Pour autant, le port californien a retrouvé des couleurs en mai, traitant 409 150 EVP à l’import, en hausse de 19 % par rapport à avril et de 64 % par rapport au creux récent de mars.
Selon le dirigeant, le port de Los Angeles fonctionne actuellement à 70 % de sa capacité et il attribue la moitié du manque à gagner au transfert de marchandises vers la façade Est et le Golfe du Mexique du fait des troubles sociaux.
Actuellement, 58 porte-conteneurs en provenance d'Asie sont en route vers les ports de Los Angeles et de Long Beach. C’est douze de plus qu’il y a un mois.
L'accord qui va permettre de restaurer les conditions d’exploitation sur la côte ouest est vécu avec d’autant plus de soulagement que les conditions de sécheresse qui affectent le canal de Panama rendent plus difficile et plus coûteux (surtaxe) le transport depuis la Chine vers les ports alternatifs de la Côte Est.

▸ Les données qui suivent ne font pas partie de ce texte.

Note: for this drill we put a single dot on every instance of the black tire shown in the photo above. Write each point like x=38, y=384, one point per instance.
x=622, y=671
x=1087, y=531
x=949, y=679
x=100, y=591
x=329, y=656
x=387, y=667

Les dernières données disponibles sur les taux de fret de l'Asie de l'Est et de la Chine vers les États-Unis indiquent un nouvel recul (de 9 % par exemple sur la côte Ouest) après un rebond la semaine dernière, que Freightos, la plateforme de fret en ligne, attribue à une combinaison de quatre facteurs : l'augmentation des GRI en juin, les blank sailing, les perturbations dans les ports américains et la surcharge Panama.